2025 USA-NA-AIO Round 2, Problem 2, Part 4

Part 4 (5 points, non-coding task)

At position l_1 in an attending sequence, for head h, the information extracted from attending to a being attended sequence is given by

\mathbf{o}_{h,l_1} = \sum_{l_2 = 0}^{L_2 - 1} \alpha_{h, l_1 l_2} \mathbf{v}_{l_2,h} .

We hereafter call \mathbf{o}_{h,l_1} a pre-out-projection output vector.

Do the following tasks.

  1. What is the shape of vector \mathbf{o}_{h,l_1}?

  2. We concatenate \left\{\mathbf{o}_{h,l_1} : h \in \left\{ 0, 1 , \cdots , H-1 \right\} \right\} along axis 0:

    \mathbf{o}_{l_1} = \begin{bmatrix} \mathbf{o}_{0,l_1} \\ \mathbf{o}_{1,l_1} \\ \vdots \\ \mathbf{o}_{H-1,l_1} \end{bmatrix}

    What is the shape of \mathbf{o}_{l_1}?

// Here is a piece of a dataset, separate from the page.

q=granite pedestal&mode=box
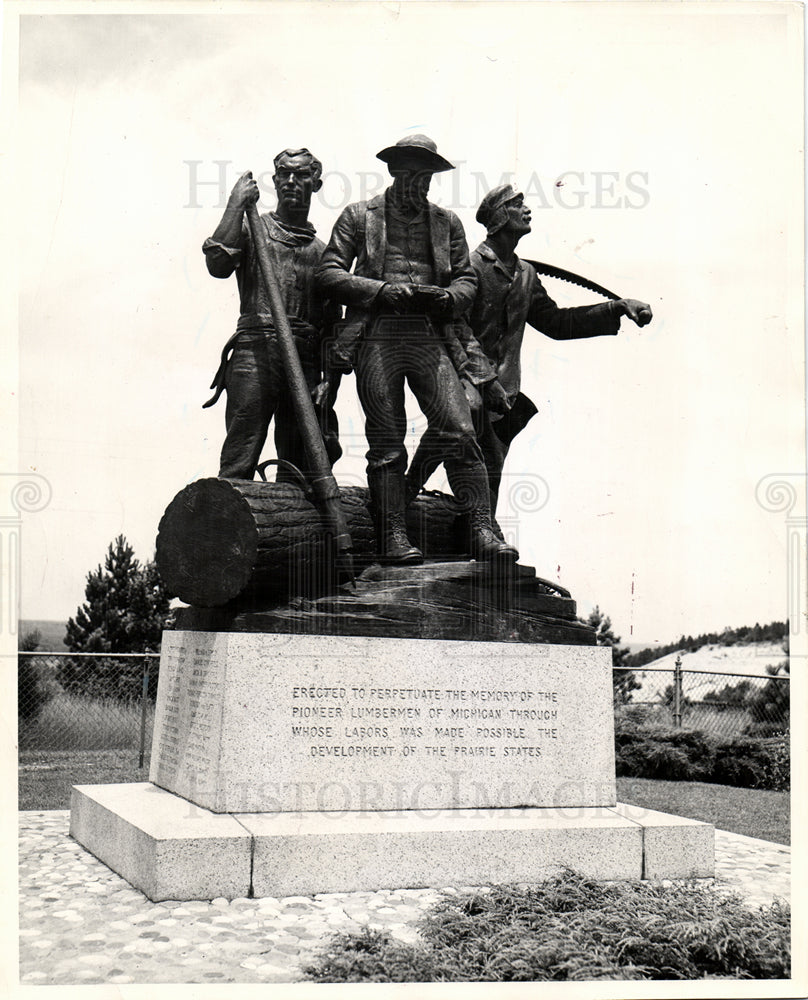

  3. We project \mathbf{o}_{l_1} to a post-out-projection output vector via an out-projection matrix:

    \mathbf{x}_{l_1}^{out} = \mathbf{W}^O \mathbf{o}_{l_1} \in \Bbb R^{D_1} ,

    where

    \mathbf{W}^O = \begin{bmatrix} \mathbf{W}^O_0 & \mathbf{W}^O_1 & \cdots & \mathbf{W}^O_{H-1} \end{bmatrix}

    What is the shape of \mathbf{W}^O_h for each h \in \left\{ 0 , 1 , \cdots , H-1 \right\} and \mathbf{W}^O?

\color{green}{\text{### WRITE YOUR SOLUTION HERE ###}}

  1. The shape of \mathbf{o}_{h,l_1} is \left( D_v, \right).

  2. The shape of \mathbf{o}_{l_1} is \left( H \cdot D_v, \right).

  3. For each head h, the shape of \mathbf{W}^O_h is \left( D_1, D_v \right).

    The shape of \mathbf{W}^O is \left( D_1, H \cdot D_v \right).

\color{red}{\text{""" END OF THIS PART """}}